Unified storage in Amazon SageMaker Unified Studio - Amazon SageMaker Unified Studio

Unified storage in Amazon SageMaker Unified Studio

Amazon SageMaker Unified Studio provides flexible file storage options to support your analytics, AI and ML workflows.

Amazon SageMaker Unified Studio brings together the functionality and tools from existing AWS Analytics and AI/ML services into a single data and AI development environment. As you work with different tools like JupyterLab, SQL Editor, Visual ETL Builder, or capabilities from Amazon Bedrock inside Amazon SageMaker Unified Studio you'll create and manage files that represent your work.

S3 storage

Amazon Simple Storage Service (S3) storage is the default option for storage of project files in Amazon SageMaker Unified Studio.

With S3 storage, you can easily share files by moving them between local and shared folders using simple drag-and-drop operations. The file explorer provides a consistent interface across all tools, displaying both local and shared directories in a single view with drag-and-drop functionality for easy file management. It allows users to create, edit, delete, upload, and download files directly through the interface, with optional auto-save capabilities to prevent data loss.

S3 storage provides basic file versioning capabilities when enabled by your administrator. This option is available in all AWS regions where Amazon SageMaker Unified Studio is supported, making it ideal for teams working across different geographic locations.

For more information on configuring S3 storage see Configuring project storage options.

Key benefits of S3 storage:

  • Simple file management

  • Easy file sharing with drag-and-drop between folders

  • Availability in all regions where Amazon S3 is supported

Git-based storage

For projects requiring advanced version control, Amazon SageMaker Unified Studio allows you to connect your project to a Git repository where all project members can access, store, and collaborate on files. This option provides full version control capabilities including comprehensive commit history, branching, and merging.

When you choose Git-based storage, you'll need to specify a repository and branch during project creation. Once the project is created, you'll be able to see the files that were created during repository bootstrapping directly from the project's home page.

With Git-based storage, you'll have access to full Git semantics regardless of whether you're using space-based tools like JupyterLab or web-based tools like SQL Query Editor.
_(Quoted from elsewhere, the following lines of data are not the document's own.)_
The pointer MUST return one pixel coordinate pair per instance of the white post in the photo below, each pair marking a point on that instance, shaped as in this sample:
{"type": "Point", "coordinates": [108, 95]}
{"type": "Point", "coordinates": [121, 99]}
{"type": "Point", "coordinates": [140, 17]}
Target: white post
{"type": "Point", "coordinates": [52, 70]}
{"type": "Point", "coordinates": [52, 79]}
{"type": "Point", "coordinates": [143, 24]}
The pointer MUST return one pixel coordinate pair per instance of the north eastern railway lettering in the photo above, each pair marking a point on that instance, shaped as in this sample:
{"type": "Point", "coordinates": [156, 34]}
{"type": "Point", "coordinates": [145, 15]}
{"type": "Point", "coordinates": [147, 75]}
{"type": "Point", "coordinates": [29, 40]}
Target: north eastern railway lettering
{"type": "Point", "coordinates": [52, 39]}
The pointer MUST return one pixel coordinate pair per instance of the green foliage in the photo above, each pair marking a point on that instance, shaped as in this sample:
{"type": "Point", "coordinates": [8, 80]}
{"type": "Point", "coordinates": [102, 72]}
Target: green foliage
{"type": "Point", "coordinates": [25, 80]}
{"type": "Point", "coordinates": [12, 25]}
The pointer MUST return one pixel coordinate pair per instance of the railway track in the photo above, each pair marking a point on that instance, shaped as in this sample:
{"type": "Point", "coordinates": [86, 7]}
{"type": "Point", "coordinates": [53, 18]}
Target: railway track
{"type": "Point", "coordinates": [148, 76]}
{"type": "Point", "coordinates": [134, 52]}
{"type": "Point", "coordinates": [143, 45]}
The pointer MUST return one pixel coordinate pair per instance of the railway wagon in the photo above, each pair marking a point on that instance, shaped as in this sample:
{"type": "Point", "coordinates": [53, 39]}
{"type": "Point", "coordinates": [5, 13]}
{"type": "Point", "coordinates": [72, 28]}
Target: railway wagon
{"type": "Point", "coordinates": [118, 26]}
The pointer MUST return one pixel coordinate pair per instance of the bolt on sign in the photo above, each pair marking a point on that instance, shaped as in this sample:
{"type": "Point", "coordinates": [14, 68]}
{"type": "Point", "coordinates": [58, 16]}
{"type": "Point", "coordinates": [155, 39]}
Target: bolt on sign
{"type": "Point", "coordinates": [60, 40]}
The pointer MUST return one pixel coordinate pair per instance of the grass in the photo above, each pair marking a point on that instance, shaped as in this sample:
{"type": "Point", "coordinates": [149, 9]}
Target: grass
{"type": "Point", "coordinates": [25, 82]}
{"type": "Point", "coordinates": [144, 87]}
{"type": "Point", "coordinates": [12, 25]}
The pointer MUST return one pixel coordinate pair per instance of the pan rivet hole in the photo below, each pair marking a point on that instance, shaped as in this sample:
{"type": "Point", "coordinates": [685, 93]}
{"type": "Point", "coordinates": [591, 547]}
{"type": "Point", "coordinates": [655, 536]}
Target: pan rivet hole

This provides a consistent experience for team members accustomed to working with Git.

Key benefits of Git-based storage include:

  • Full version control with commit history, branching, and merging

  • Collaboration features like pull requests and code reviews

  • Cross-project sharing by allowing multiple projects to use the same repository

  • Integration with existing development workflows

Storage working in different tools

Amazon SageMaker Unified Studio provides a consistent storage experience across different tools while optimizing for each tool's specific requirements.

Web-based tools

When using web-based tools such as Query Editor and Visual ETL, you'll interact with files through a unified File Explorer interface. This explorer displays your shared directory and allows you to navigate and manage shared files seamlessly.

You can perform various file operations directly from the File Explorer:

  • Create, edit, and delete files and folders

  • Upload and download files to/from shared storage

  • Access version history (when available)

  • Edit files directly within the source

All web-based tools offer optional auto-save functionality, which can be enabled to automatically save your changes as you work. This feature helps prevent data loss if you navigate away from the page or experience connectivity issues.

Space-based tools

Space-based tools like JupyterLab and Code Editor provide access to two types of storage spaces to support both individual work and team collaboration.

Local storage (local folder)

The local storage features dedicated EBS storage that delivers superior performance for frequent file operations within your workspace. Local storage serves as your personal workspace and the files in it are private to your Space.

Within your local storage, you can create and manage subfolders to organize your files effectively. This helps you maintain a structured workspace for different aspects of your work.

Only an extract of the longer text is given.